Monday, April 18, 2022

 

SENSES NEURISH SELF


 

When we hold a hammer and use it, the hammer becomes part of our body.  We do not think explicitly  of holding the hammer.  We just direct it and hit the nail with it as if using a part of our body.  This is called embodiment.

 When we drive a car we feel as if the car is part of our body. We use the wheel and the break/gas pedal without explicitly noticing them.  We just drive the car.  The car becomes a part of our embodiment.

 Embodiment exists in many layers in fact.  For example, we do not explicitly feel our fingers and distinctive muscles in our hand when we hold something.  Our hand is part of our body, it is part of our embodiment.  We feel fingers and  hand muscles as part of hand, as the embodiment of hand.

At the core of this onion like layers lies the self.  Body is the embodiment of self.

 Returning back to the car as an embodiment,  we do not feel that we hold the driving wheel explicitly when we drive.  But in the case of an emergency, we are conditioned to hold the drivers wheel much strongly and squeeze our hands on it.  This stops the automatic processes and increases our attention to the urgent situation.

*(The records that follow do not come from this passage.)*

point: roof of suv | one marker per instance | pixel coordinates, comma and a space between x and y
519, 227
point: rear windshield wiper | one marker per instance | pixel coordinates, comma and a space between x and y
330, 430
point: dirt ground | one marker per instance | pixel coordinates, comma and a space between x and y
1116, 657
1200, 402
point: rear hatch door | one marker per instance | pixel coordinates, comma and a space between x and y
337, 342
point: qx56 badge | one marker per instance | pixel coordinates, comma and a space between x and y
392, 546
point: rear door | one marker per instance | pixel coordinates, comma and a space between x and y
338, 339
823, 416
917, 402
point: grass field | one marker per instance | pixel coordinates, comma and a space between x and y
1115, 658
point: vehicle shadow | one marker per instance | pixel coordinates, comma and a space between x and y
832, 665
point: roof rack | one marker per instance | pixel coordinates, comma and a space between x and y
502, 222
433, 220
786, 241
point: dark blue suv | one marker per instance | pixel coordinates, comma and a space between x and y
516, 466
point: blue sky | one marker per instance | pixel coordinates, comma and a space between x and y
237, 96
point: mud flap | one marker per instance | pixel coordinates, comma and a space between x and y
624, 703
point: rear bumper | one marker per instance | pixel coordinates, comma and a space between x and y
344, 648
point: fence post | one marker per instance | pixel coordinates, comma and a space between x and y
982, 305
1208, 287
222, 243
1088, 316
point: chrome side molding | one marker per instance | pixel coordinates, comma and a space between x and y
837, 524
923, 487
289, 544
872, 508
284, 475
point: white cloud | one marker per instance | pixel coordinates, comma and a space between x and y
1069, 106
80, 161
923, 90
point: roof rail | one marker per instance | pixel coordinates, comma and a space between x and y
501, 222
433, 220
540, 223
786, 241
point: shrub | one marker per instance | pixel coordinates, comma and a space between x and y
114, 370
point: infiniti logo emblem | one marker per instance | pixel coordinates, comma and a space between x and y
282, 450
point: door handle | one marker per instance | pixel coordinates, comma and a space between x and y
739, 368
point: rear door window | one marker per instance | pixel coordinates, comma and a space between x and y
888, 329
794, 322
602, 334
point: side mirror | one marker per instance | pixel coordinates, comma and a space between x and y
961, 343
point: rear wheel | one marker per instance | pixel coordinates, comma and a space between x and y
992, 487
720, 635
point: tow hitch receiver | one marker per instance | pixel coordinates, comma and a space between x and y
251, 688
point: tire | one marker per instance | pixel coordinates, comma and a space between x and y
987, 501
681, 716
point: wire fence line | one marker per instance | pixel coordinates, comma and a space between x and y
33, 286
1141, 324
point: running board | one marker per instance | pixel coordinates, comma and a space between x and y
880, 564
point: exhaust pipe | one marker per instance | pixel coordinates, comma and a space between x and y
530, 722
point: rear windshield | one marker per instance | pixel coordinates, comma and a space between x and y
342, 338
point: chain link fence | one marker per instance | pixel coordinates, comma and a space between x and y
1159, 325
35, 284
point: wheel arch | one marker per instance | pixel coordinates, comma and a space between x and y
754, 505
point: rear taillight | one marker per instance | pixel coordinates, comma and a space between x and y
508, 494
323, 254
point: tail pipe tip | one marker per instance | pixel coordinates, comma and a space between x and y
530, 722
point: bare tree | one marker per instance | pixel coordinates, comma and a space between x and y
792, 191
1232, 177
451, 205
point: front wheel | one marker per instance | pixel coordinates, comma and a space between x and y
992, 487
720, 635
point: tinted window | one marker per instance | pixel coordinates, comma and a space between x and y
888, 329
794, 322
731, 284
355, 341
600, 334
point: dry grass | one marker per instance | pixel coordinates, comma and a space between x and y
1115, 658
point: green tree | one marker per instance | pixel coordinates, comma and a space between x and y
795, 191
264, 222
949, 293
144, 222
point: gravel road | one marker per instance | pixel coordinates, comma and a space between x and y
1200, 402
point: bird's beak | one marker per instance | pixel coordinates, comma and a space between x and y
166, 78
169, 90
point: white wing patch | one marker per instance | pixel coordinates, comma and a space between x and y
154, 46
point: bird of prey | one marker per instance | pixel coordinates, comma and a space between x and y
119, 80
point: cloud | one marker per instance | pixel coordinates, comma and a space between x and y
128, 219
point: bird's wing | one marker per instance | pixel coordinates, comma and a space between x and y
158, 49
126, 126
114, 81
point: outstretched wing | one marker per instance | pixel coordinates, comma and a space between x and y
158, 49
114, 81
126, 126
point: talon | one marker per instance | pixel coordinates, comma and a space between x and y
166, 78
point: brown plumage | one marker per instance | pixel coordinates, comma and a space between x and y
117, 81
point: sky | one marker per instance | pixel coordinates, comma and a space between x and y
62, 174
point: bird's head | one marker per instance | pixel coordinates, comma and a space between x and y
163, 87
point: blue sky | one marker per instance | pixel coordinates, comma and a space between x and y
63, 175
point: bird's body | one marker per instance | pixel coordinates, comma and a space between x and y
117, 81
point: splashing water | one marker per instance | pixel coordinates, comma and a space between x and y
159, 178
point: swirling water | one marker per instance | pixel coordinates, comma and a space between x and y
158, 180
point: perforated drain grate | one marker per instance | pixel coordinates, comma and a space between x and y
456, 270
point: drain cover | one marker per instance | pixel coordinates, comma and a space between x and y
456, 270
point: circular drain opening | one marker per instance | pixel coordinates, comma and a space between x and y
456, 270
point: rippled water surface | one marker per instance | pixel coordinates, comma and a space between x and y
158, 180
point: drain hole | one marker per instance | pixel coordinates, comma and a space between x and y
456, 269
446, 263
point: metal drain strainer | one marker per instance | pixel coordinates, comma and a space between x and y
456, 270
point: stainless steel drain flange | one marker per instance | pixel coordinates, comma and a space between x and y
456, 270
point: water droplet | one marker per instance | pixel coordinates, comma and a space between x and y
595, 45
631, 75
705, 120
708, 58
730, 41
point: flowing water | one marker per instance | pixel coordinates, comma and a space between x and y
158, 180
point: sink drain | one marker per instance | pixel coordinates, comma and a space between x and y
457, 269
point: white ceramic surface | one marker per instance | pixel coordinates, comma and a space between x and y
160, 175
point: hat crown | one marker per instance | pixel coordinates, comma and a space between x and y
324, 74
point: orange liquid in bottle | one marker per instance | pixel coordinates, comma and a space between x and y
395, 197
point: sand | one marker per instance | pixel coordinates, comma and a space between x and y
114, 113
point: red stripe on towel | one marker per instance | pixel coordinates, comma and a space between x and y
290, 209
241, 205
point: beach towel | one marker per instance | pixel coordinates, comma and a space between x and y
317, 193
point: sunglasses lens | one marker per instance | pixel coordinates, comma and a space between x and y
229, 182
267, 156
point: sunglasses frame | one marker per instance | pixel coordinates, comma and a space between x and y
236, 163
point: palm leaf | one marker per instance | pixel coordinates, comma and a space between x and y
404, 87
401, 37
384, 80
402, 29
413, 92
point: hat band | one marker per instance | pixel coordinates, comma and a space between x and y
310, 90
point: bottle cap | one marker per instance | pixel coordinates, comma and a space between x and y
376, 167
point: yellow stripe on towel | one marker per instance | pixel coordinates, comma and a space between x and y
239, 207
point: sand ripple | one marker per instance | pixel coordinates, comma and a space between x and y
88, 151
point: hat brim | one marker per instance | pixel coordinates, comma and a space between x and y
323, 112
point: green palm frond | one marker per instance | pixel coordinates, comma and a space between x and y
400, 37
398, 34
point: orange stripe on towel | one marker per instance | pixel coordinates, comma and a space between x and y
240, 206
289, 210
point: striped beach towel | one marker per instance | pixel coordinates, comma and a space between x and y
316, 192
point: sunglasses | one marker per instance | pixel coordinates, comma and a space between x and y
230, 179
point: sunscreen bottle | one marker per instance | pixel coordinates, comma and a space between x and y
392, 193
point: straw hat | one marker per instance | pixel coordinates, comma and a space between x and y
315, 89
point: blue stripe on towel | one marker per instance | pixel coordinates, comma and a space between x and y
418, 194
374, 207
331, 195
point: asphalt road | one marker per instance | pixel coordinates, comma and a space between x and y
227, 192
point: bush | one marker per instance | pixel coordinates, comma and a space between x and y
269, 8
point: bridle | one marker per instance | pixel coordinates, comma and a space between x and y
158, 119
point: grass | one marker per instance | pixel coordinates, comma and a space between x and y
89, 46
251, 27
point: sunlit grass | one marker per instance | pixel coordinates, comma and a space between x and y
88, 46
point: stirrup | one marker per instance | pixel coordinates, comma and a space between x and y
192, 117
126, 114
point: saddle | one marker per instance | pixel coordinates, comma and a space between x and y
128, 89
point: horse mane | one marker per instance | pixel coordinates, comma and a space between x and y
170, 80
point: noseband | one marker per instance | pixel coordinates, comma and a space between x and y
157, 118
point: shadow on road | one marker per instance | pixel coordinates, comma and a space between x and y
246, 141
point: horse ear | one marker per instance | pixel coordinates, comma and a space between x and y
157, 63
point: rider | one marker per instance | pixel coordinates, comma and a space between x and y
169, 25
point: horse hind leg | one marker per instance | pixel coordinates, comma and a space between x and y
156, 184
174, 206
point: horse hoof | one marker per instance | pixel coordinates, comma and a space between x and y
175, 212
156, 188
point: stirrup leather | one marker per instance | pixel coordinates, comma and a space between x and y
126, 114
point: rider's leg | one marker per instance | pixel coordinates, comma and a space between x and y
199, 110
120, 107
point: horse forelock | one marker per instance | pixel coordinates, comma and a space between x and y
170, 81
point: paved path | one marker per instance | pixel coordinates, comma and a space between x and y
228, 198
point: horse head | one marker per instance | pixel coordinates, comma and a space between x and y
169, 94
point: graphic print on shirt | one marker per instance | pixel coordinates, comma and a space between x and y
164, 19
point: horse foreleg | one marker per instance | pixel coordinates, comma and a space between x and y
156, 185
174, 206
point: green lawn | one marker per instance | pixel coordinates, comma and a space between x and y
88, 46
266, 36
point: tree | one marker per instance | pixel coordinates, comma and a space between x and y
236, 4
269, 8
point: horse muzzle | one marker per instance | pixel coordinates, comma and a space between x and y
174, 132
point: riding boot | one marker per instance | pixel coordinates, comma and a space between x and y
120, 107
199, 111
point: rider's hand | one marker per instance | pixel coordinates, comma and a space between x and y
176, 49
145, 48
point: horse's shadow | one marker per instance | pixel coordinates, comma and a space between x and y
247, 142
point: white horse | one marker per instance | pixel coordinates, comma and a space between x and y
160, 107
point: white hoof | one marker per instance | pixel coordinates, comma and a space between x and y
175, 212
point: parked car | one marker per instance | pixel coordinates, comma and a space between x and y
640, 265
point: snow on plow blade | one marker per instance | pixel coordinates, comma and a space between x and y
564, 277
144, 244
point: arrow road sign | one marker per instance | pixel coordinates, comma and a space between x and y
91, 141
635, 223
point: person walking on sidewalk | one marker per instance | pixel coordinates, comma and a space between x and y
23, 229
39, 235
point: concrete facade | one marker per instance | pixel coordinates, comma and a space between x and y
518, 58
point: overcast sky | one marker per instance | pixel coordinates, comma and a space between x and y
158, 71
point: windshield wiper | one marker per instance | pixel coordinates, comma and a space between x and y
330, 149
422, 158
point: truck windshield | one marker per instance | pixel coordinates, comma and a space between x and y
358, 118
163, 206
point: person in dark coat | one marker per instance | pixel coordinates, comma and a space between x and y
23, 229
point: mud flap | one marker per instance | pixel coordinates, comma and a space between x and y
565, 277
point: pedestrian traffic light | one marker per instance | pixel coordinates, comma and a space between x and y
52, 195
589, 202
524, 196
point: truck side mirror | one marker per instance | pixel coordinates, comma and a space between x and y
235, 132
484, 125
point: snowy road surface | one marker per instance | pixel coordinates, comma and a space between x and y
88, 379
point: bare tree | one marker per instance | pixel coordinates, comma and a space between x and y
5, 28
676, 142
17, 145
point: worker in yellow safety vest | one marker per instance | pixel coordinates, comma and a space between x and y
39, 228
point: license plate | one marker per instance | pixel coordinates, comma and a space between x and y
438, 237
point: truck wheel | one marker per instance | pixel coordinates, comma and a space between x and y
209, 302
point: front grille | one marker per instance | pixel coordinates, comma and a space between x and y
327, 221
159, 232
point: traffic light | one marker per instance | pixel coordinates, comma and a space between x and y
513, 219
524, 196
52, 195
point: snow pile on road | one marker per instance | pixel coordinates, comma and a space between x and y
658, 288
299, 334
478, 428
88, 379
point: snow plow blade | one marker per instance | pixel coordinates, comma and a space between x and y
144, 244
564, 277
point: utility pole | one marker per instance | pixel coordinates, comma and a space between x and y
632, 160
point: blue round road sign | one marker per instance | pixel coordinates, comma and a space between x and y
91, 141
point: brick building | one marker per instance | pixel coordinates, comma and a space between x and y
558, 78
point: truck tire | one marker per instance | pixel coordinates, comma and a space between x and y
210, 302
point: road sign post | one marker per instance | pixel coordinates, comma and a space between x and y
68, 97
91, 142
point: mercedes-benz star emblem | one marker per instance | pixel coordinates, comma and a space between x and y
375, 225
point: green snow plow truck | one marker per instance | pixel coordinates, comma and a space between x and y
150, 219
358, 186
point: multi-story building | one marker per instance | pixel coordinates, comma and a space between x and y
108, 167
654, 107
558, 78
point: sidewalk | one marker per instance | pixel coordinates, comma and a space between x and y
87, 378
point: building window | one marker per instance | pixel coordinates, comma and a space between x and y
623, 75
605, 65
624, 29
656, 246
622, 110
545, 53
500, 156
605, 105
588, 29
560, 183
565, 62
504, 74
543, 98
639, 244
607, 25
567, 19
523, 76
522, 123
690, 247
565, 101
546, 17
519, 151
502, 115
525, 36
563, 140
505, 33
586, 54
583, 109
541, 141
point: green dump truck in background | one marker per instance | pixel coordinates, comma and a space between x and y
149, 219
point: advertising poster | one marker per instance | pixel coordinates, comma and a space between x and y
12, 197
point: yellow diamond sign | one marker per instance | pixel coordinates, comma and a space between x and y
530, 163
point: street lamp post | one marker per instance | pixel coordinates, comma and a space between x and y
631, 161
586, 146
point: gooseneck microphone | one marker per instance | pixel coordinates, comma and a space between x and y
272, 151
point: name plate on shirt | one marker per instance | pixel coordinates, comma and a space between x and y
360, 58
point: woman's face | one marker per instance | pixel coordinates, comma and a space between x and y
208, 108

 The driving wheel is the interface between the car and the driver.  Increasing the importance of the interface increases the feeling of the body.  Interface nourishes the body.

 Returning back to the hand as an embodiment of self; hand is an interface between self and the environment.  We feel the hand and even all the body through our senses.  Senses are part of the interface mechanism between self and the body and environment.

 “Arousing the Senses” nourishes the self as Tommie Hahn’s book suggests.